SENTENCIA CONSTITUCIONAL Plurinacional 0198/2019-S2
Tribunal Constitucional Plurinacional de Bolivia

SENTENCIA CONSTITUCIONAL Plurinacional 0198/2019-S2

Fecha: 02-May-2019

III.1. El derecho a la defensa como componente esencial del debido proceso

           La SCP 0978/2016-S2 de 7 de octubre, sobre el derecho a la defensa, estableció que se materializa como la facultad constitucionalmente reconocida a favor de toda persona, dentro del ámbito judicial o administrativo, a ser oída y hacer prevalecer sus razones en el proceso a través de sus propios argumentos; contraviniendo y objetando aquellos producidos por la parte contraria; solicitando la producción de pruebas y evaluaciones que considere pertinentes; así como el derecho a activar todos los recursos que la ley le otorga; al respecto, en el Fundamento Jurídico III.2, indica:

…el derecho a la defensa se materializa como la facultad constitucionalmente reconocida a favor de toda persona, dentro del ámbito judicial o administrativo, a ser oída y hacer prevalecer sus razones en el proceso a través de sus propios argumentos, contraviniendo y objetando aquellos producidos por la parte contraria, solicitando de ser necesario la producción de pruebas y evaluaciones que considere pertinentes, así como activar todos los recursos que la ley le otorga; por lo que presupone la participación activa de quien podría resultar afectado por las actuaciones judiciales o administrativas (…).

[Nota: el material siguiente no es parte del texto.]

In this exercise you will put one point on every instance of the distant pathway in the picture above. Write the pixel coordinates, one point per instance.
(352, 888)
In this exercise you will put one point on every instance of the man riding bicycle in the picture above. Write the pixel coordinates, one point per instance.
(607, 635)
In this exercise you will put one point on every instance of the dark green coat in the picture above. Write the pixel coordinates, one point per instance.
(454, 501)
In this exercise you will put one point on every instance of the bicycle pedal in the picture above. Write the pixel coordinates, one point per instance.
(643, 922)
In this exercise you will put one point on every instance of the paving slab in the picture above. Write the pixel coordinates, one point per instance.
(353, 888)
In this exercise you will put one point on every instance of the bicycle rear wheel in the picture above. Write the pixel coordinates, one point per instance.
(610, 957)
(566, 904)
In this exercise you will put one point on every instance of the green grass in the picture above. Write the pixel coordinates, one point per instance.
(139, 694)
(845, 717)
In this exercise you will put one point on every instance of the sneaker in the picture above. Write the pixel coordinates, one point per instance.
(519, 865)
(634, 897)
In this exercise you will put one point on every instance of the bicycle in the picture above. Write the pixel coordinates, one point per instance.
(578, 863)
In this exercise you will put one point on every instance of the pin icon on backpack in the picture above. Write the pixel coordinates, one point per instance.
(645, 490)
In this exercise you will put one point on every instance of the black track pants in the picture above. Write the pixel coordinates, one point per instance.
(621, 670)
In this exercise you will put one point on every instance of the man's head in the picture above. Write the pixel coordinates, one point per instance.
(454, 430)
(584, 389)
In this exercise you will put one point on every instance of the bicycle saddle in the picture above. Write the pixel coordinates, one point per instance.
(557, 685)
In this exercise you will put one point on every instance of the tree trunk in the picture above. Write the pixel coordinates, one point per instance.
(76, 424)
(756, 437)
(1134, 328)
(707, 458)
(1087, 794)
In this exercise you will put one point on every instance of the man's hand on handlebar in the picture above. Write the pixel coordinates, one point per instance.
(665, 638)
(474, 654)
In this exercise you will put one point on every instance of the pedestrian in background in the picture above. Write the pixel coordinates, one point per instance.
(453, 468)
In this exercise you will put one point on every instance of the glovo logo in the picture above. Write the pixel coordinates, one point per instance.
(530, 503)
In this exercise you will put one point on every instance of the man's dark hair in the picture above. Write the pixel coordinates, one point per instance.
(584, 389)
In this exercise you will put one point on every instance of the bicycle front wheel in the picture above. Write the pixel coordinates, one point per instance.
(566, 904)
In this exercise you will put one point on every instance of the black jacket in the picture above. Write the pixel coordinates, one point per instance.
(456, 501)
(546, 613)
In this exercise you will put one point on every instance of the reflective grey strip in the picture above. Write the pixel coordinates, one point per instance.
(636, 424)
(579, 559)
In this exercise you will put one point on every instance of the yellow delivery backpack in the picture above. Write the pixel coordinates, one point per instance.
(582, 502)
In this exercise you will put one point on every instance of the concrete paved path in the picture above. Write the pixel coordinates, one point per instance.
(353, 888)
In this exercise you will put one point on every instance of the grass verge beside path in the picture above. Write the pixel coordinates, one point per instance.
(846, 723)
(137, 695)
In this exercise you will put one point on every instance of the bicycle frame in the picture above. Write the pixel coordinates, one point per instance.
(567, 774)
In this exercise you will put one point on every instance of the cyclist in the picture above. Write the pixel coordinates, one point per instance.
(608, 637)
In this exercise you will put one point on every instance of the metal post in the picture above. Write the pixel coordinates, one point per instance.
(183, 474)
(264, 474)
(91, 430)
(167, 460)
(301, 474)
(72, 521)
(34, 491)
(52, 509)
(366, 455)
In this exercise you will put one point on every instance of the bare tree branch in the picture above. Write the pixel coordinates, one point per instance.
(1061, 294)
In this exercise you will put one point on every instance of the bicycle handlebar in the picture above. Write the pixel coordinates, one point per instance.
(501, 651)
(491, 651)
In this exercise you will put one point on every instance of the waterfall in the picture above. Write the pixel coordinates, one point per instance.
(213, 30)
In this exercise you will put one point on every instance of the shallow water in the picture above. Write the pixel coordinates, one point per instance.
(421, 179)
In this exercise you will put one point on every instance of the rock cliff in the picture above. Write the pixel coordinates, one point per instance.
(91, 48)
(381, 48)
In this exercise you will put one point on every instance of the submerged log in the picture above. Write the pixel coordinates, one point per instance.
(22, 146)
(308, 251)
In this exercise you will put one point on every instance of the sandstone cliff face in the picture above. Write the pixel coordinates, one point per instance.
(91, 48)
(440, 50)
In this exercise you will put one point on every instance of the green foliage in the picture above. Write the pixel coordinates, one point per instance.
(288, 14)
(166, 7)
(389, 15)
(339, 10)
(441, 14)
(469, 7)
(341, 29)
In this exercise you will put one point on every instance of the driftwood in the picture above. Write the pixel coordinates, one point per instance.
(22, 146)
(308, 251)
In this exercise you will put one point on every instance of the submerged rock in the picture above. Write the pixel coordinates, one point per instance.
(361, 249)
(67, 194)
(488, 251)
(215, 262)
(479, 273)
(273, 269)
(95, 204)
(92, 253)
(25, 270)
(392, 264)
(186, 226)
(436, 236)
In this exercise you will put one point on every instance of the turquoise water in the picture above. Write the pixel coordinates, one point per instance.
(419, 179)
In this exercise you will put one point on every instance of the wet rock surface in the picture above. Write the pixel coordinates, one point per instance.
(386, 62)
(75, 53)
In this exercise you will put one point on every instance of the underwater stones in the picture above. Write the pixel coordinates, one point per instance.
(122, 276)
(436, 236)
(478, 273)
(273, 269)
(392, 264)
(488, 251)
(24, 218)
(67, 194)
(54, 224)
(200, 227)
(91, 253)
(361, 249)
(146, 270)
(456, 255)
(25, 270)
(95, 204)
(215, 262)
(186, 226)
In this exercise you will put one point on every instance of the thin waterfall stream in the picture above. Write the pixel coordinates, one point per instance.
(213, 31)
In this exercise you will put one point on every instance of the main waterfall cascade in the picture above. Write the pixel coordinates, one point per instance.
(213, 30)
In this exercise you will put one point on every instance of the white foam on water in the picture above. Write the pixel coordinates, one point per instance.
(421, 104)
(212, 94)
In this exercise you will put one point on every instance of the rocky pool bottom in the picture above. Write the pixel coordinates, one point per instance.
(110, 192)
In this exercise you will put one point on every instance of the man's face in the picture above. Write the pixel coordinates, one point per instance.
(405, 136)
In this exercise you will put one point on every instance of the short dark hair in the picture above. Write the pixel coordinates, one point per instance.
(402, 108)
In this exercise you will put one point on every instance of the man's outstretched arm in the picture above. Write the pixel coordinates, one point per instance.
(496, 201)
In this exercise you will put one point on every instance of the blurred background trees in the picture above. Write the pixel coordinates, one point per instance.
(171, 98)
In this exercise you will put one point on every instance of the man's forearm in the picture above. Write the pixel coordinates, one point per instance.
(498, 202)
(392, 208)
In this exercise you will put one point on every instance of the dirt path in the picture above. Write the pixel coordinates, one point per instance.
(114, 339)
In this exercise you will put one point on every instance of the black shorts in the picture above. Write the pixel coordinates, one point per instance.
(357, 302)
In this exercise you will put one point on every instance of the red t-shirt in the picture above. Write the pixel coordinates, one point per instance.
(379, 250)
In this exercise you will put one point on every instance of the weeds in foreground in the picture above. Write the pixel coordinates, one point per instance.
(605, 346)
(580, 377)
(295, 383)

Concluyéndose, que el derecho a la defensa es la facultad de un individuo sometido a contienda judicial o proceso administrativo a conocer el estado del proceso y en consecuencia, impugnar o contradecir las pruebas y providencias o decisiones que resulten adversas a sus intereses; a este efecto, el ejercicio de este derecho se encuentra garantizado por la propia Constitución Política del Estado a través del debido proceso, reconocido como derecho, principio y garantía; por lo que, implica la posibilidad real y cierta de acudir ante los órganos jurisdiccionales en demanda de justicia mediante el ejercicio de la facultad que la propia constitución le otorga de que todos los actos jurisdiccionales sean razonables y se hallen encaminados a una cabal defensa personal de sí mismo o de sus derechos durante el juicio.